Summary judgment is warranted “if the movant shows that there is no genuine dispute as to any material fact and the movant is entitled to judgment as a matter of law.” Fed.R.Civ.P. 56(a). Á dispute over a fact is “material” only if its resolution might affect the outcome of the suit under the governing substantive law. Anderson v. Liberty Lobby, Inc., 477 U.S. 242, 248, 106 S.Ct. 2505, 91 L.Ed.2d 202 (1986). A dispute over a fact is “genuine” only if “the evidence is such that a reasonable jury could return a verdict for the nonmoving party.” Id. “The evidence of the non-movant is to be believed, and all justifiable inferences are to be drawn in his favor.” Id. at 255, 106 S.Ct. 2505.

B. Insurance

The interpretation of an insurance policy is a question of law. Eng’g & Constr. Innovations, Inc. v. L.H. Bolduc Co., 825 N.W.2d 695, 704 (Minn.2013). The policy must be construed as a whole, and unambiguous language must be given its plain and ordinary meaning. Id. at 704-05. If policy language is susceptible to more than one reasonable interpretation, the ambiguity must be resolved in favor of providing coverage to the insured. Id. at 705. To determine whether an ambiguity exists, courts must consider the language in context and apply common sense. Westchester Fire Ins. Co. v. Wallerich, 563 F.3d 707, 712 (8th Cir.2009).

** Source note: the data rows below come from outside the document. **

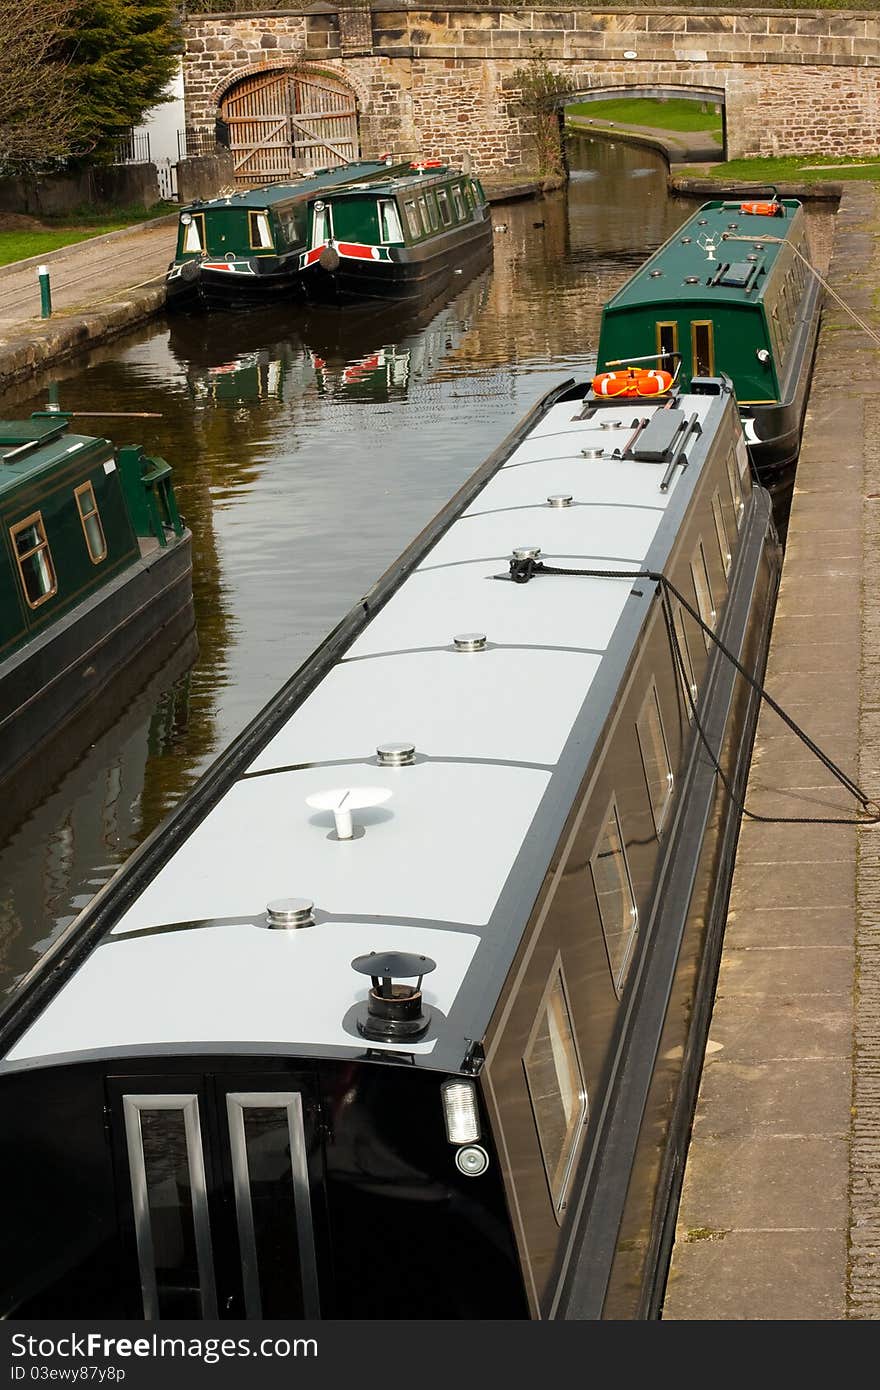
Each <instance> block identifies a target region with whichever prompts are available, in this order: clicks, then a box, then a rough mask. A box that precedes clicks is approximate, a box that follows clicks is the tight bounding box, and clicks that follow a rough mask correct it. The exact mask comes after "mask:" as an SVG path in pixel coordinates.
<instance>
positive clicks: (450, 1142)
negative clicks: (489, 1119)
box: [441, 1079, 480, 1144]
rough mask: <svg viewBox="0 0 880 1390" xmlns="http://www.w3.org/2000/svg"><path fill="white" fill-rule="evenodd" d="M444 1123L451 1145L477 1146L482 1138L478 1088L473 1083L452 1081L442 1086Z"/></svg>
mask: <svg viewBox="0 0 880 1390" xmlns="http://www.w3.org/2000/svg"><path fill="white" fill-rule="evenodd" d="M441 1097H442V1101H443V1123H445V1125H446V1138H448V1140H449V1143H450V1144H475V1143H477V1140H478V1138H480V1113H478V1111H477V1087H475V1086H474V1083H473V1081H460V1080H457V1079H456V1080H450V1081H443V1084H442V1086H441Z"/></svg>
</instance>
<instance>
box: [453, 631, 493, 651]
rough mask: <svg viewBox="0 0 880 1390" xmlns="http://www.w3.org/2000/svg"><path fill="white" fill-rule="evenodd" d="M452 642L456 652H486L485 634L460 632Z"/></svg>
mask: <svg viewBox="0 0 880 1390" xmlns="http://www.w3.org/2000/svg"><path fill="white" fill-rule="evenodd" d="M452 641H453V645H455V649H456V652H485V642H487V637H485V632H459V635H457V637H453V639H452Z"/></svg>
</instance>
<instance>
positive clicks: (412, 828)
mask: <svg viewBox="0 0 880 1390" xmlns="http://www.w3.org/2000/svg"><path fill="white" fill-rule="evenodd" d="M728 399H730V398H728V396H727V395H726V396H724V398H719V396H717V395H696V396H683V398H681V399H680V402H678V406H680V409H681V410H684V413H685V416H690V414H692V413H695V414H696V416H698V418H699V421H701V424H702V430H703V432H702V436H701V438H698V439H696V442H695V443H694V445H692V448H690V449H688V467H687V470H681V468H677V470H676V474H674V477H673V481H671V484H670V486H669V491H667V492H660V488H659V481H660V477H662V475H663V473H665V471H666V470H665V466H660V464H658V463H649V461H630V460H627V461H621V460H619V459H612V457H609V455H610V449H612V448H613V445H623V443H624V442H626V439H627V438H628V435H630V434H631V424H633V420H634V417H635V416H641V417H644V416H651V414H653V411H655V410H656V409H660V407H659V406H656V404H653V403H651V402H645V400H638V402H633V400H627V402H623V403H619V404H617V407H616V409H612V407H603V409H602V410H601V411H599V413H598V414H595V416H594V417H592V418H587V420H584V418H578V417H580V416H581V407H582V402H580V400H571V399H569V400H564V399H563V400H560V402H557V403H555V404H552V406H551V407H549V410H546V413H545V414H544V417H542V418H538V421H537V423H535V424H534V427H532V428H531V430H530V431H528V434H527V435H525V436H524V438H523V439H521V441H520V442H519V445H517V446H516V448H514V449H513V452H512V453H510V455H509V457H507V459H506V461H505V463H503V464H502V466H500V468H498V471H496V473H495V474H494V475H492V477H491V478H489V481H488V482H487V484H485V486H484V488H482V489H481V491H480V492H478V493H477V495H475V496H474V498H473V500H471V502H470V505H468V506H467V507H466V509H464V510H463V513H462V514H460V516H459V517H457V520H455V521H453V523H452V525H450V527H449V528H448V530H446V532H445V534H443V535H442V537H441V538H439V541H437V543H435V545H434V546H432V548H431V549H430V550H428V552H427V553H425V555H424V556H423V557H421V562H420V563H418V564H417V567H416V569H414V570H413V573H410V574H409V577H406V578H405V580H403V582H402V584H400V585H399V588H396V591H395V592H393V594H392V596H391V598H389V599H388V602H386V603H385V605H384V606H382V607H381V609H380V610H378V612H377V613H375V614H374V616H373V617H371V619H370V620H368V621H366V626H363V630H361V631H360V635H357V637H356V639H355V641H353V644H352V645H350V646H349V648H348V649H346V651H345V652H343V653H342V657H341V659H339V660H338V662H336V663H335V664H334V666H332V667H331V669H329V670H328V671H327V674H325V676H324V677H323V678H321V680H320V682H318V684H317V687H316V688H314V689H313V691H311V694H309V695H307V698H306V699H304V701H302V703H300V705H299V706H298V708H296V709H295V710H293V713H291V714H289V717H286V719H285V720H284V723H281V726H279V727H278V728H277V730H275V733H274V737H271V739H270V741H268V742H267V744H266V746H264V748H263V749H261V752H259V753H257V756H254V758H253V759H252V760H250V763H249V765H247V766H246V769H245V770H243V771H242V773H241V774H239V776H238V777H236V778H235V781H234V783H232V784H231V785H229V788H228V790H227V791H225V794H224V795H222V796H221V798H220V801H218V802H217V803H215V805H214V806H213V809H211V810H210V812H209V813H207V815H206V816H204V819H203V820H202V821H200V823H199V824H197V826H196V828H195V830H193V831H192V834H189V835H188V837H186V838H185V840H182V842H181V844H179V845H178V847H177V848H175V851H174V852H172V855H171V858H170V859H168V860H167V862H165V863H164V866H163V867H161V869H160V870H158V873H157V874H156V876H154V878H153V880H152V881H150V883H149V884H147V885H146V887H145V888H143V891H140V892H139V895H138V897H135V898H133V901H131V902H129V905H128V906H127V909H125V910H124V912H122V913H121V916H120V917H118V920H117V923H115V926H113V929H111V930H110V931H108V933H107V934H106V935H104V937H103V938H101V941H100V942H99V944H97V945H96V947H95V948H93V949H92V951H90V954H89V955H88V956H86V959H85V962H83V963H82V965H81V966H79V967H78V969H76V972H75V973H74V974H72V976H71V977H70V979H68V981H67V983H65V984H64V986H63V987H61V990H60V991H58V992H57V994H56V997H54V998H53V999H51V1001H50V1002H49V1005H47V1006H46V1008H44V1011H43V1012H42V1013H40V1015H39V1016H38V1017H36V1020H35V1022H33V1023H32V1024H31V1026H29V1029H28V1030H26V1031H25V1033H24V1034H22V1037H21V1038H19V1040H18V1041H17V1042H15V1045H14V1047H13V1048H11V1051H10V1054H8V1056H7V1065H17V1066H18V1065H25V1066H32V1065H46V1063H49V1062H53V1063H54V1062H58V1061H75V1059H76V1061H79V1059H83V1058H88V1056H96V1055H107V1056H127V1055H129V1056H131V1055H150V1054H154V1052H172V1054H178V1055H179V1054H185V1052H222V1054H266V1052H271V1054H282V1055H296V1056H303V1055H306V1056H310V1055H311V1056H314V1055H321V1056H341V1055H345V1056H363V1055H364V1051H366V1048H367V1047H370V1048H373V1049H377V1051H382V1049H385V1051H393V1052H402V1051H405V1052H406V1054H407V1059H409V1056H412V1058H413V1059H414V1061H416V1063H420V1065H425V1066H431V1068H438V1069H442V1070H456V1069H459V1068H460V1066H462V1065H463V1058H464V1054H466V1051H467V1047H468V1042H470V1040H478V1038H481V1037H482V1034H484V1031H485V1027H487V1024H488V1020H489V1017H491V1013H492V1008H494V1005H495V1002H496V999H498V992H499V990H500V986H502V984H503V980H505V976H506V973H507V969H509V966H510V962H512V960H513V956H514V954H516V949H517V945H519V942H520V940H521V935H523V931H524V929H525V924H527V922H528V916H530V910H531V908H532V903H534V901H535V897H537V894H538V891H539V888H541V883H542V880H544V876H545V872H546V867H548V865H549V862H551V856H552V852H553V848H555V845H556V842H557V838H559V834H560V833H562V827H563V824H564V820H566V816H567V813H569V810H570V808H571V802H573V799H574V795H576V792H577V788H578V785H580V781H581V778H582V774H584V770H585V767H587V765H588V762H589V756H591V752H592V749H594V746H595V741H596V738H598V737H599V734H601V730H602V726H603V721H605V717H606V713H608V709H609V706H610V703H612V701H613V696H614V691H616V688H617V685H619V681H620V678H621V674H623V670H624V667H626V662H627V657H628V655H630V652H631V649H633V645H634V644H635V642H637V641H638V632H639V630H641V626H642V623H644V621H645V617H646V614H648V610H649V606H651V600H652V591H653V587H652V585H644V587H642V589H638V588H635V591H634V584H633V581H631V580H612V581H608V580H596V578H578V580H577V581H574V580H570V578H562V577H557V578H556V577H545V578H541V580H539V581H537V582H535V581H532V582H530V584H512V582H498V581H496V580H495V577H496V575H502V574H506V573H507V564H509V557H510V555H512V552H513V549H514V548H517V546H523V545H539V546H541V552H542V559H545V560H546V563H549V564H560V566H570V567H576V569H577V567H581V569H584V567H592V569H609V570H613V569H624V570H637V569H639V567H649V569H658V570H659V569H663V563H665V559H666V555H667V553H669V549H670V546H671V545H673V542H674V538H676V534H677V530H678V525H680V521H681V517H683V514H684V510H685V507H687V503H688V500H690V496H691V495H692V491H694V486H695V484H696V480H698V475H699V470H701V467H702V464H703V461H705V457H706V448H708V441H709V435H710V430H708V428H706V421H708V417H709V414H710V411H712V410H715V416H713V417H712V418H713V420H715V418H719V420H720V407H722V406H723V404H724V403H726V402H727V400H728ZM609 418H610V420H620V428H619V430H608V428H602V427H601V423H608V420H609ZM710 428H715V425H712V427H710ZM595 449H605V453H603V455H602V456H601V457H588V456H585V455H584V452H582V450H588V452H589V450H595ZM555 493H570V495H571V496H573V505H570V506H566V507H553V506H551V505H549V503H548V498H549V496H551V495H555ZM466 632H482V634H485V635H487V639H488V642H487V648H485V649H484V651H473V652H463V651H459V649H456V646H455V644H453V638H455V637H456V635H457V634H466ZM386 742H413V744H414V745H416V763H414V765H413V766H402V767H386V766H380V765H378V760H377V748H378V745H381V744H386ZM375 787H378V788H382V790H385V791H389V792H391V795H389V796H388V799H386V801H385V802H384V803H382V805H377V806H374V808H373V809H368V810H361V812H356V813H355V821H356V824H357V823H359V824H360V827H361V830H363V833H361V834H359V835H357V837H356V838H353V840H350V841H345V840H338V838H335V834H334V816H332V813H331V812H321V810H314V809H313V808H310V806H309V805H307V798H309V796H311V795H314V794H317V792H321V791H327V790H331V788H352V790H355V791H357V790H361V791H363V788H375ZM157 834H161V827H160V831H158V833H157ZM121 873H122V874H124V873H125V867H124V869H122V870H121ZM291 897H296V898H306V899H311V901H313V902H314V917H316V924H314V926H310V927H304V929H299V930H278V929H274V930H272V929H270V927H268V926H267V917H266V906H267V903H268V902H270V901H272V899H278V898H291ZM370 951H381V952H385V951H406V952H416V954H417V955H425V956H430V958H431V959H432V960H435V962H437V969H435V970H434V972H432V973H430V974H427V976H425V979H424V984H423V994H424V999H425V1002H427V1004H428V1005H430V1006H431V1008H432V1009H434V1011H439V1013H435V1016H434V1019H432V1023H431V1029H430V1031H428V1034H427V1036H425V1037H424V1038H423V1040H421V1041H416V1042H409V1044H406V1045H403V1044H402V1042H399V1041H398V1042H388V1044H385V1042H370V1044H367V1042H366V1041H364V1040H363V1038H361V1037H359V1034H357V1031H356V1027H355V1026H353V1022H352V1013H353V1011H356V1008H357V1005H359V1004H363V1001H364V999H366V991H367V987H368V981H367V979H366V977H364V976H363V974H357V973H356V972H355V970H353V969H352V960H353V959H355V958H356V956H359V955H363V954H366V952H370Z"/></svg>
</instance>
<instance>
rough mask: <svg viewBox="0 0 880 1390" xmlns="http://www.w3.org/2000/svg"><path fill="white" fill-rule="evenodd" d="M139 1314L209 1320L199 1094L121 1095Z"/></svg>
mask: <svg viewBox="0 0 880 1390" xmlns="http://www.w3.org/2000/svg"><path fill="white" fill-rule="evenodd" d="M122 1113H124V1116H125V1143H127V1150H128V1172H129V1177H131V1194H132V1205H133V1211H135V1237H136V1244H138V1264H139V1266H140V1287H142V1291H143V1316H145V1318H146V1319H147V1320H153V1319H156V1318H215V1316H217V1294H215V1289H214V1265H213V1255H211V1232H210V1225H209V1209H207V1184H206V1179H204V1156H203V1152H202V1130H200V1126H199V1098H197V1097H196V1095H182V1094H178V1095H124V1097H122Z"/></svg>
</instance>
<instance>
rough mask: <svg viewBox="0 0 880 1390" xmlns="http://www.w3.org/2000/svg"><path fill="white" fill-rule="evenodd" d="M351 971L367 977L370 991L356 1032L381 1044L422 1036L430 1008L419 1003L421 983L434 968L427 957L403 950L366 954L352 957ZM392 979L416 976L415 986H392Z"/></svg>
mask: <svg viewBox="0 0 880 1390" xmlns="http://www.w3.org/2000/svg"><path fill="white" fill-rule="evenodd" d="M352 969H353V970H357V973H359V974H368V976H370V980H371V986H373V987H371V990H370V992H368V995H367V1008H366V1012H361V1013H360V1016H359V1019H357V1031H359V1033H360V1034H363V1037H366V1038H377V1040H380V1041H382V1042H393V1041H398V1040H406V1041H412V1040H414V1038H420V1037H423V1034H425V1033H427V1031H428V1027H430V1023H431V1009H430V1008H428V1006H427V1005H425V1004H423V998H421V981H423V979H424V976H425V974H430V973H431V970H435V969H437V962H435V960H431V958H430V956H417V955H410V954H409V952H405V951H378V952H377V951H370V952H368V955H366V956H356V958H355V960H352ZM395 976H402V977H403V979H405V980H409V979H413V977H416V984H395V983H393V980H395Z"/></svg>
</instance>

The insured bears the initial burden of proving that her loss is covered by the policy. Id. Once the insured meets this burden, the burden shifts to the insurer to prove that an exclusion applies to defeat coverage. Midwest Family Mut. Ins. Co. v. Wolters, 831 N.W.2d 628, 636 (Minn.2013).

[881]*881 C. The Policy

Ashanti is the named insured under a policy issued effective February 14, 2011 by Capitol. Ellerbroek Aff. Ex. 1 [hereinafter “Policy”]. As relevant to this case, the policy provides two types of coverage: “Business Liability” and “Medical Expenses.” Policy at CIC 82, CIC 84. Under “Business Liability,” the policy provides coverage for “sums that the insured becomes legally obligated to pay as damages because of ‘bodily injury’ ” caused by an “occurrence” (defined as an “accident”) that takes place in the “coverage territory” (which includes the entire country). Policy at CIC 82-83, CIC 94, CIC 96.